Indeed, such a man treads not the world. Freedom means more than just being free. Freedom comes with its own challenges, which is the reason why Booker T. Washington advocates “casting the bucket where you are”, until freedom begins to make sense.

Williams’ claim that the land, being abundant, a distinction should be made between free labour and coerced labour to determine profitability, in economic terms and not racial terms, finds a taker in Reid’s David. Realising that their poor land could not yield anything, they laboured on “buckras’ estates”, and “saved, so till one after another they bought their own pieces o’ good land which had no rocks and cactus”.

Wakefield, Merivale and Cairnes’ cited in Williams (1944) posit that where land is cheap and abundant “the natural inclination” to work on one’s piece of land as opposed to paid labour, becomes paramount, thus, voluntary labour becomes scarce. Consequently, coerced labour becomes the only way to go (Williams 1944).

David concurs thus: “One after t’other they became their own landmasters, and leave buckra estates. That time, then, there is no labour, and there is making of new laws in the House of Assembly, which will prevent people getting good land to buy, so they will return to buckra estates. There is even talk among the plantermen of bringing indentured labour from India and China”.

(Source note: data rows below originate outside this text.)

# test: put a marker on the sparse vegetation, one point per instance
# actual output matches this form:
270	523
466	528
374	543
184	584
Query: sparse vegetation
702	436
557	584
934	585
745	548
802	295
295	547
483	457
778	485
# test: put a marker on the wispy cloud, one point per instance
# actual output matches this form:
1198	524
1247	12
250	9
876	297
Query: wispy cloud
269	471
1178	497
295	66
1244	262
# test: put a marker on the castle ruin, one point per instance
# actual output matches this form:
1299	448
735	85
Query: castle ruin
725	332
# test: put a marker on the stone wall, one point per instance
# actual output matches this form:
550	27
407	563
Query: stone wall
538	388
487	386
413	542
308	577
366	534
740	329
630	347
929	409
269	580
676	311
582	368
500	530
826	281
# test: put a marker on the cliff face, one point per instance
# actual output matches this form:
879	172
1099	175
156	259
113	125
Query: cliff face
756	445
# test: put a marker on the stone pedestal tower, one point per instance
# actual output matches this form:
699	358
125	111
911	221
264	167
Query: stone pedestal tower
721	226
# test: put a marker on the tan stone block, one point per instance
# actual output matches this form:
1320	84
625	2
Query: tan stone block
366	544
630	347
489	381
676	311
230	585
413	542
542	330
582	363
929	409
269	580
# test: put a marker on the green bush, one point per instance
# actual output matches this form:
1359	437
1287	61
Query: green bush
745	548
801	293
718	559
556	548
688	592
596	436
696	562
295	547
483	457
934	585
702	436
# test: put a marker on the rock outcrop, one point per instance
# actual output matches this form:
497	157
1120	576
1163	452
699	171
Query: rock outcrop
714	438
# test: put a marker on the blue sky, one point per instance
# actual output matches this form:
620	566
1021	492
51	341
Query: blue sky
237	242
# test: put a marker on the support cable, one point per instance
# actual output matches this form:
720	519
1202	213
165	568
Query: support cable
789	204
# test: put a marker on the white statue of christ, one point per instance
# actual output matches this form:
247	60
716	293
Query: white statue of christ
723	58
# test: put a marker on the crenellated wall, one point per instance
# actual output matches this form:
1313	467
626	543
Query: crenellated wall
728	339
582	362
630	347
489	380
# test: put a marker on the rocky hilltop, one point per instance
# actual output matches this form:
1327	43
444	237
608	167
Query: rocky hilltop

Reid, therefore, is in agreement with Williams’ view that slavery in the Americas and the West Indies, like colonisation in Africa was a matter of “a specific question of time, place, labour and soil,” with nothing to do with race, inferiority complexities and climate.

Land is a people’s inheritance, without which they are robbed of geographical and spiritual spaces, as Nilene Omodele Adeoti Foxworth’s writes in “Bury me in Africa” (1978): “A people without land are like cattle on naked ground with nothing to graze – they mope around hopelessly.

Davie, the rebel with a cause fearlessly drives his point home at the Inquiry: “Representative government will come back to our island one day, one day. And mark me Your Honours, there will be no buckras making the laws then, but the said poor like whom they have killed, and a Governor of the people will be sitting in St. Jago. For we will ha’ learnt that sympathy for the poor must come from the poor. Then who can say that time that St. Thomas people died in vain?”

How prophetic that Davie’s grandson Garth should become an enlightened rebel to lead the Jamaican people to Independence as the first black Governor in 1944! Chenjerai Hove avers in Palaver Finish (2002) that the best way to know of a people’s history is not to visit history books, but literary works, because fiction is not fiction. It is a true record of historical events.